Posted on November 21, 2015 in Skin Cancer

Written by Bob Battista

Nivolumab approved for some melanomas and lung cancers by FDA

By: SERO staff

The Food and Drug Administration (FDA) has announced that it is expanding the approved uses of nivolumab, also marketed under the brand name Opdivo, to treat some cases of metastatic melanoma.
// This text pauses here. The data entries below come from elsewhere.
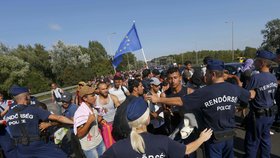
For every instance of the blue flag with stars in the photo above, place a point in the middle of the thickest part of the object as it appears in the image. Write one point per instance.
(130, 43)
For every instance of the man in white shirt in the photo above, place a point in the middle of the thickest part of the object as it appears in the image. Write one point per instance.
(118, 90)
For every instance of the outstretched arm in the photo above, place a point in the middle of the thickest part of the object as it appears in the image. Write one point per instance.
(204, 136)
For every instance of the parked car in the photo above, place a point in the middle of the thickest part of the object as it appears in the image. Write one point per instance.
(233, 68)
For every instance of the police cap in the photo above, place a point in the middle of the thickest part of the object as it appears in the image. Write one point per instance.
(66, 97)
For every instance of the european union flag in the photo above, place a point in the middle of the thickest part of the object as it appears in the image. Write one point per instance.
(130, 43)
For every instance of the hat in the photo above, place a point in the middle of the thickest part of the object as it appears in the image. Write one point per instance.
(265, 54)
(85, 90)
(155, 81)
(66, 97)
(117, 77)
(82, 83)
(156, 72)
(136, 108)
(214, 64)
(16, 90)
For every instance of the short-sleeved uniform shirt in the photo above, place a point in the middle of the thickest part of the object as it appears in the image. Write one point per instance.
(29, 118)
(216, 104)
(155, 146)
(181, 93)
(265, 85)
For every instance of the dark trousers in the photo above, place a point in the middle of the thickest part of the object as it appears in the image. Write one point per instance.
(261, 140)
(6, 143)
(39, 149)
(223, 149)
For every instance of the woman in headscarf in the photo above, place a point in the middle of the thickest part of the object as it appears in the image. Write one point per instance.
(143, 144)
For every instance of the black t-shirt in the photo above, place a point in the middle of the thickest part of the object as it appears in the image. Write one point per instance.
(216, 104)
(155, 146)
Image of a group of cytotoxic T cells (green and red) surrounding a cancer cell (blue, center). Credit: National Institutes of Health / CC BY 2.0

The FDA granted accelerated approval for the use of nivolumab, an immunotherapy agent, in combination with ipilimumab (marketed as Yervoy) on September 30, 2015. The two drug combo has been approved for patients with unresectable or metastatic melanoma that does not have the BRAF V600 mutation. The drug has also been approved as treatment for patients with metastatic nonsquamous non-small cell lung cancer, if the disease has continued to progress following platinum-based chemotherapy.
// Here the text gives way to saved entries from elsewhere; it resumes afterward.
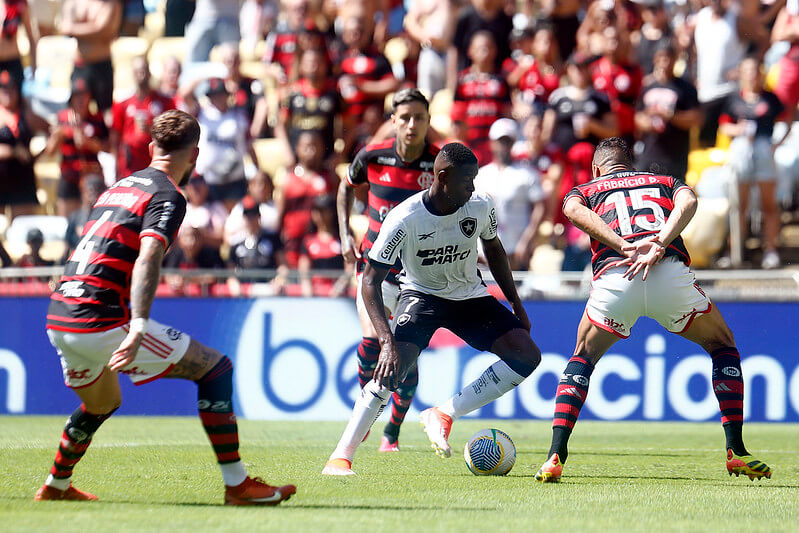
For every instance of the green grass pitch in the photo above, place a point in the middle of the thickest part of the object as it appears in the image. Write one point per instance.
(158, 474)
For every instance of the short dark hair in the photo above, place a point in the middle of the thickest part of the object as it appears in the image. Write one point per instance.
(175, 130)
(457, 154)
(613, 150)
(406, 96)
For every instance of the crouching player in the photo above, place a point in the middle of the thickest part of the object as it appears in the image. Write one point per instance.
(434, 233)
(634, 220)
(118, 263)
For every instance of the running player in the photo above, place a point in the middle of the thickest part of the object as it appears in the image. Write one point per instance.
(635, 220)
(393, 170)
(117, 264)
(434, 233)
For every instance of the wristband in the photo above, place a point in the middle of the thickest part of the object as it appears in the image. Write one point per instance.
(138, 325)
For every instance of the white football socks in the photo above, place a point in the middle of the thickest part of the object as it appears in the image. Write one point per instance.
(495, 381)
(234, 474)
(368, 406)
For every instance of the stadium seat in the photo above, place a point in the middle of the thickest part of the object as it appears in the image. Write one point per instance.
(162, 48)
The approval of nivolumab for melanoma follows promising results of an international, randomized clinical trial in patients who had not previously been treated for melanoma. 95 patients received nivolumab plus ipilimumab and 47 patients received ipilimumab plus placebo.

Of 109 patients with BRAF V600 wild-type melanoma, 60 percent experienced some tumor shrinkage when receiving nivolumab and ipilimumab, versus 11 percent of those who received ipilimumab and placebo.
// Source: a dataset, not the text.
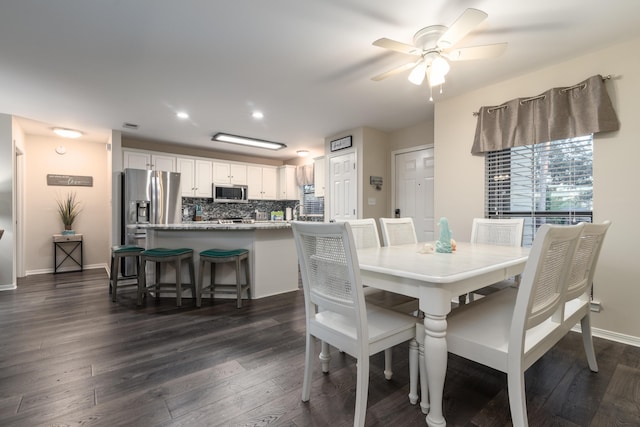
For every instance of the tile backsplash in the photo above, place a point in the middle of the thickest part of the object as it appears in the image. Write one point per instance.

Thirty-four of the 43 patients who received both nivolumab and ipilimumab had ongoing responses of at least 6 months to more than 9 months at the time of the final analysis—a rate of 79%. Progression-free survival for patients receiving nivolumab and ipilimumab was estimated at 8.9 months, versus 4.7 months among those receiving ipilimumab alone.

Sixty-two percent of patients who received the drug combo showed serious adverse reactions, versus 39 percent of those who received only ipilimumab. Patients receiving nivolumab and ipilimumab were more likely to experience grade 3 or 4 adverse events, and they were more likely to delay or discontinue treatment.